Today, on April 14, 2022 the 49th day of the war in Ukraine is ending. Because of it, almost 4 million inhabitants of this beautiful country have fled abroad. These are mainly women and children. Of these, 2.6 million Ukrainian refugees came to Poland. About 13 million people are stuck in war zones and cannot leave, although they would like to. Many towns are threatened by a humanitarian catastrophe. On a daily basis, about 25,000 Ukrainian refugees are coming to Poland. In Poland they are receiving appropriate help by local authorities and ordinary citizens.
From the very beginning of the war, the scholarship recipients of our Foundation have been very actively involved in various help for war refugees. I have already written about this in previous materials. Now, I would like to present the commitment to refugees of our two scholarship recipients: Ola Ilczyna, a student of Polish philology on a doctorate track and her sister Janina, a fifth-year student of computer science. They themselves write about this help in the following way: “There are many families living in Poland who were forced to flee Ukraine from the Russian aggression that is still ongoing to this day. We, students from Ukraine, feel particularly obliged to provide all kinds of help to our compatriots.
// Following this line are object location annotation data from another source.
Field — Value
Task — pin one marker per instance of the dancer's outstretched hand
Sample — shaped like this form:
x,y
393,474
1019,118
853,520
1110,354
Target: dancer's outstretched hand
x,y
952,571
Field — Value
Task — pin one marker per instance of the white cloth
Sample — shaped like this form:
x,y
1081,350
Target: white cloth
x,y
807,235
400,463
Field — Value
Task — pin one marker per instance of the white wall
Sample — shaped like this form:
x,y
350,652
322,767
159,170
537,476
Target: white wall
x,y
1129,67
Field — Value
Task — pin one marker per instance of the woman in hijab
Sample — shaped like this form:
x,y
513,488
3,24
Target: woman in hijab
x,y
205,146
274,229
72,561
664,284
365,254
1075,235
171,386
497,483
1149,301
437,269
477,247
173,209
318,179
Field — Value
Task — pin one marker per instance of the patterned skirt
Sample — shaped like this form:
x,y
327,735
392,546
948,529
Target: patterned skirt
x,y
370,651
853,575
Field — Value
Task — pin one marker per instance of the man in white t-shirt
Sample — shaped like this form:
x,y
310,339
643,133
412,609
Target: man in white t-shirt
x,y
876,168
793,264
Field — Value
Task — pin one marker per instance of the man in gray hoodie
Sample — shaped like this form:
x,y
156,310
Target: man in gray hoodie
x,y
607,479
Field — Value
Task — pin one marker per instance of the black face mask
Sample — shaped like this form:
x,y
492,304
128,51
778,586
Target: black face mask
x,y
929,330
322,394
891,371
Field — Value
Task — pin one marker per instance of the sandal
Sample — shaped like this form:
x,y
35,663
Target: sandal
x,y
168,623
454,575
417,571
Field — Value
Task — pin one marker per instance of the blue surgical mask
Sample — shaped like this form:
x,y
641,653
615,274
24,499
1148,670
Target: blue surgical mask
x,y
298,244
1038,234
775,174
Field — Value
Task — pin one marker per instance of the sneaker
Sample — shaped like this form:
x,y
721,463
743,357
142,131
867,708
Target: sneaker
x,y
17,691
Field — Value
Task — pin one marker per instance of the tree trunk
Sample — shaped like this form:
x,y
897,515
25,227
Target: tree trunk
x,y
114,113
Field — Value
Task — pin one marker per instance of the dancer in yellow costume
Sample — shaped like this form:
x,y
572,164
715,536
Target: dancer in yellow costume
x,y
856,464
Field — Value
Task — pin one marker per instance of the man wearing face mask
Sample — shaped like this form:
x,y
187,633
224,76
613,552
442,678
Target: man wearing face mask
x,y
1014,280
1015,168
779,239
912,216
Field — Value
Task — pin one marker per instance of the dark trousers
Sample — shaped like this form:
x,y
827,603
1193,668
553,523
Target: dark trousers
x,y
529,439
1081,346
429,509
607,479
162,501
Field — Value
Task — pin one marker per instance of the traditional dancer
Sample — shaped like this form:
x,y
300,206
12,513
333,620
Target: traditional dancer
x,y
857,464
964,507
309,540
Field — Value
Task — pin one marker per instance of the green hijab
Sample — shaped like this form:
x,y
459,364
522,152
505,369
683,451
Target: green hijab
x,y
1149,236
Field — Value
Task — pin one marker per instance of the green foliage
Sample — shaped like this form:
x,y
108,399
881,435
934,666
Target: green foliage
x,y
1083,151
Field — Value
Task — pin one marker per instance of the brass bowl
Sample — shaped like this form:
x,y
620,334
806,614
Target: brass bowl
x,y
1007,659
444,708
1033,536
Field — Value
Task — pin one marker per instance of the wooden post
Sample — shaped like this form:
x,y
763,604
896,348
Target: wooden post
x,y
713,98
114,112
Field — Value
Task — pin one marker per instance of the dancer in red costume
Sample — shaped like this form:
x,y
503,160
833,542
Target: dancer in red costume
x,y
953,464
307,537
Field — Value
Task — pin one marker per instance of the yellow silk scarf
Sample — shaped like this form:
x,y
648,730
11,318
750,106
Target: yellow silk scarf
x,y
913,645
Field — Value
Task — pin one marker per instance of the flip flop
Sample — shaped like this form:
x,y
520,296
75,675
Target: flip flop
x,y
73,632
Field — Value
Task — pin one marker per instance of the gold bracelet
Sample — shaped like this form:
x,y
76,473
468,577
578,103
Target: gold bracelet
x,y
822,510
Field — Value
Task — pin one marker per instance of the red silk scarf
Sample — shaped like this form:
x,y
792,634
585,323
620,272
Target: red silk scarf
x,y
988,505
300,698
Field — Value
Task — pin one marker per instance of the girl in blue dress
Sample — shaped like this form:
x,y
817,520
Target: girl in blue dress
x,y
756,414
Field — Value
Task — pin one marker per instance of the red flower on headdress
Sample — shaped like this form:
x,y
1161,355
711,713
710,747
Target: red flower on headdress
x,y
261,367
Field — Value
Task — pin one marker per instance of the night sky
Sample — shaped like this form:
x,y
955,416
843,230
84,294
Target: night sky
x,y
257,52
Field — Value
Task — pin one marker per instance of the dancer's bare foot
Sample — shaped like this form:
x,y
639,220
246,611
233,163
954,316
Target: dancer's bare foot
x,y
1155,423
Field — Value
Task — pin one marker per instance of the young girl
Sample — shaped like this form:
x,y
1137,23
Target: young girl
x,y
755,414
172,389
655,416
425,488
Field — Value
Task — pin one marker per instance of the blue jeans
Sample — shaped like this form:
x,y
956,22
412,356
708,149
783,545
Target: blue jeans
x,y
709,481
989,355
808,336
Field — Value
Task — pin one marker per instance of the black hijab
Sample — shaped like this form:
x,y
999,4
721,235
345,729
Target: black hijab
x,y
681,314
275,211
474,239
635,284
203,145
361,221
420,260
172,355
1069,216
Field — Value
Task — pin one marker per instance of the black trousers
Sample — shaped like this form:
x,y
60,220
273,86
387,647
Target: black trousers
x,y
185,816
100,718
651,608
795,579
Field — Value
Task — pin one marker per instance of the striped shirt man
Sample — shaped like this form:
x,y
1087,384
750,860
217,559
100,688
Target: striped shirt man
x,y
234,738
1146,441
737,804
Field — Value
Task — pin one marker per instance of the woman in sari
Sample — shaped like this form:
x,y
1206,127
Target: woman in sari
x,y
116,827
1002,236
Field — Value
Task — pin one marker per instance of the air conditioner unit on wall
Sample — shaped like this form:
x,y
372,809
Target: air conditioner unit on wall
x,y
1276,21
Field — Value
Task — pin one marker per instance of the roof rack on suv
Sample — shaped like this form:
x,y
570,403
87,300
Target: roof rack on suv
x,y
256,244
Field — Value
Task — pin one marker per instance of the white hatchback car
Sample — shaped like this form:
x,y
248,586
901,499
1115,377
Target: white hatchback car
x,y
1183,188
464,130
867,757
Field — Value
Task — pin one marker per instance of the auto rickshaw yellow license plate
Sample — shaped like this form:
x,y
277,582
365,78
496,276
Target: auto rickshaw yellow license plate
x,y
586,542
One of such forms is volunteer engagement. Through simple conversations with families, providing advice, playing with children and helping them to learn Polish language, we try to help people, often lost in the new reality in which they live. On Saturday, April 9, we set off from Lublin to the Retreat House of the Light-Life Movement in Księżomierza, where almost 60 Ukrainians found a place to stay. Mainly they are mothers with children. We went there to visit one of the families with whom we became friends at the end of February, when they were still in the buildings of Caritas of the Lublin Archdiocese. It is a large family, a mother with six children, who came to Poland from a small village in the Volyn region. Thanks to the openness and kindness of local priests and members of the Domestic Church and residents of Księżomierza, this family has a place to stay and meals for free and also children have free education in the local primary school and stays in kindergarten on a daily basis. We, for our part, try to visit our compatriots, supporting them with a good word, a kind gesture and small gifts from Lublin. May the merciful Lord God have in His gracious protection all, especially children, who suffer very physically and spiritually because of this terrible war.”
We ask everyone to pray for peace in the world, especially for peace in Ukraine.